PV * (1 + r) * (1 + r) * (1 + r) * (1 + r)
PV * (1 + r) * (1 + r) * (1 + r)

Now, to derive the formula for the future value with an annuity, we must insert our constant into the y position of the generic geometric equation, which gives us s = x[1 – (1 + r)^n / 1 – (1 + r)]:


We can immediately simplify the denominator by distributing the negative sign, which transforms the bottom from (1 – (1 + r)) into (1 – 1 – r). Then, since 1 – 1 = 0, we are left with – r in the denominator, giving us s = x(1 – (1 + r)^n) / (– r):


Next, we will want to get rid of the negative sign in the denominator, which we can accomplish by multiplying the top and bottom by (– 1). Remember that multiplying anything over itself is the same as multiplying by 1. (– 1)/(– 1) simplifies to 1. This results in the formula becoming s = x(– 1 + (1 + r)^n) / (r):


Finally, we can rearrange the numerator and replace s and x for FV and PMT in order to reveal the familiar formula seen in textbooks FV = PMT[(1 + r)^n – 1 / r]:


Deriving the Formula for Future Value with an Annuity Due

Normally an annuity is considered to be paid or invested at the end of the year. However, when an annuity payment is invested at the beginning of the year it is called an annuity due. This changes our formula by multiplying everything by (1 + r) to give us the formula FV = PMT{[(1 + r)^n – 1] / r} * (1 + r)

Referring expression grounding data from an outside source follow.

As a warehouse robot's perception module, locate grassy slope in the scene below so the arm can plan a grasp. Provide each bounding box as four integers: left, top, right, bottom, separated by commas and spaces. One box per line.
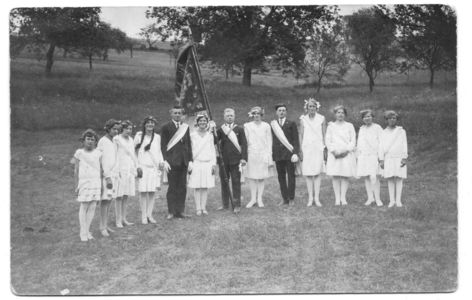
11, 52, 457, 294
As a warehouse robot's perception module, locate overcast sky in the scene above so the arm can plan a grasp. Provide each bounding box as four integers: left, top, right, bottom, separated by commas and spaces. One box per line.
101, 5, 370, 37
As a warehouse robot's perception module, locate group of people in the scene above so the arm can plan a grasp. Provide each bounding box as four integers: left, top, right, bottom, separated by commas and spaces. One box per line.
72, 98, 408, 241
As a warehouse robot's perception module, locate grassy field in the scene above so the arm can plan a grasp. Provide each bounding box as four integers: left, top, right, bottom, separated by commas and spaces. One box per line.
11, 52, 457, 295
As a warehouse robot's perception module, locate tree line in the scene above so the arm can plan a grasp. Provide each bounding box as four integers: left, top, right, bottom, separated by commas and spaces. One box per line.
10, 7, 134, 74
148, 5, 457, 91
10, 5, 457, 91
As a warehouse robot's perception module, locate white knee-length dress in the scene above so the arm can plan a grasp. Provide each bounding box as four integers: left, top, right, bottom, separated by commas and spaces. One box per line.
134, 131, 164, 193
188, 130, 216, 188
379, 126, 408, 178
244, 121, 274, 179
300, 114, 325, 176
326, 121, 356, 177
97, 136, 119, 200
113, 134, 138, 197
73, 149, 102, 202
356, 123, 382, 180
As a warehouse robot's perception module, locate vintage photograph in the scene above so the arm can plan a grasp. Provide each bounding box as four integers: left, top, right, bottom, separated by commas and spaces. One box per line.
9, 4, 458, 296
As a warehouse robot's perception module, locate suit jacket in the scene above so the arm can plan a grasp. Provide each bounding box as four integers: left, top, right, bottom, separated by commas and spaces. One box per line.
216, 125, 247, 165
161, 121, 193, 166
271, 118, 300, 161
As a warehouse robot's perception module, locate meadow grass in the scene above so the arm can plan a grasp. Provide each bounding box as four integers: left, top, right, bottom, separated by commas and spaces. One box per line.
11, 52, 457, 295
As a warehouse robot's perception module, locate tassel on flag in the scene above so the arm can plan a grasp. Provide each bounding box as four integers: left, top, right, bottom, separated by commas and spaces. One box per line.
175, 43, 208, 116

Multiplying our formula by (1 + r) basically adds one year of interest earned to each annuity payment, because all of the payments are multiplied collectively by (1 + r). Remember that $2,000(1.05)^4 was $2,000 * 1.05 * 1.05 * 1.05 * 1.05, so by multiplying all these units collectively by the additional (1 + r), it essentially transforms (1.05)^4 into (1.05)^5 while simultaneously doing the same for (1.05)^3, (1.05)^2, and so on.